Wednesday, February 7, 2018

Bushmiller, Strunk, and Wilde

A detail from Paul Karasik and Mark Newgarden’s How to Read “Nancy”: The Elements of Comics in Three Easy Panels (Seattle: Fantagraphics, 2017): at a meeting of the National Cartoonists Society, Ernie Bushmiller asked for the floor and delivered what a fellow cartoonist described as “an impassioned speech” in favor of fewer words in comic strips.

Bushmiller would have liked William Strunk Jr.’s exhortation in The Elements of Style to “omit needless words”:

Vigorous writing is concise. A sentence should contain no unnecessary words, a paragraph no unnecessary sentences, for the same reason that a drawing should have no unnecessary lines and a machine no unnecessary parts. This requires not that the writer make all his sentences short, or that he avoid all detail and treat his subjects only in outline, but that every word tell.
The Elements of Style, revised and expanded by E.B. White, became an American best-seller in 1959. Might Bushmiller have read that new edition? Might it have prompted his speech? There’s no date given for the cartoonists’ meeting, but Karasik and Newgarden reproduce a 1962 Peanuts strip that seems to be a comment on Bushmiller’s criticism. If Bushmiller read The Elements of Style, he would have found in Rule 17 (“Omit needless words”) a confirmation of his long-established habits of work. “No unnecessary words,” “no unnecessary lines”: that sounds like a description of Nancy.

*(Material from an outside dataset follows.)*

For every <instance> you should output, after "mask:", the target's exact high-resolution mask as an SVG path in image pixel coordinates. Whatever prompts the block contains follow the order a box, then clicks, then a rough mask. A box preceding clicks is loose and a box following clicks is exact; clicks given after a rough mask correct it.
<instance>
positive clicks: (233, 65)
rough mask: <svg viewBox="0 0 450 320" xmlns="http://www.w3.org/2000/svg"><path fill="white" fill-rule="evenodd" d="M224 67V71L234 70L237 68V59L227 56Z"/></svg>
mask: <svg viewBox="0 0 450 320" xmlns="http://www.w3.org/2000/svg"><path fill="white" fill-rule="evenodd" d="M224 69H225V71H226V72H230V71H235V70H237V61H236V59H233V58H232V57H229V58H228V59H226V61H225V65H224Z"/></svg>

Karasik and Newgarden describe Bushmiller as ever exacting about words:
Toward the end of his life, stricken with Parkinson’s disease, Nancy’s creator required additional help to keep his strip on schedule. Al Plastino, one of the most capable chameleons of the comics, who was hired to execute the Sunday strip, recalls, “Bushmiller would call me up and tell me to take out a word didn’t like. Then he’d call up five minutes later to tell me to put it back in. That he’d call up again and tell me to replace it with another word. He’d call me ten to twenty times a day!"
This story puts me in mind of Oscar Wilde, not Gustave Flaubert, removing a comma in the morning, reinstating it in the afternoon. But Bushmiller worked faster.

Related reading
All OCA Nancy and Strunk and White posts

[Elsewhere in How to Read “Nancy” , Karasik and Newgarden cite Rule 17 as a model for the cartoonist: “Faulkner’s prose is usually full of vigor but not necessarily concise. Rembrandt’s most vigorous drawings often contain numerous ‘unnecessary’ lines. But when it comes to comics, Strunk and White were right on the money.” Speculation about Bushmiller and The Elements of Style is all mine.]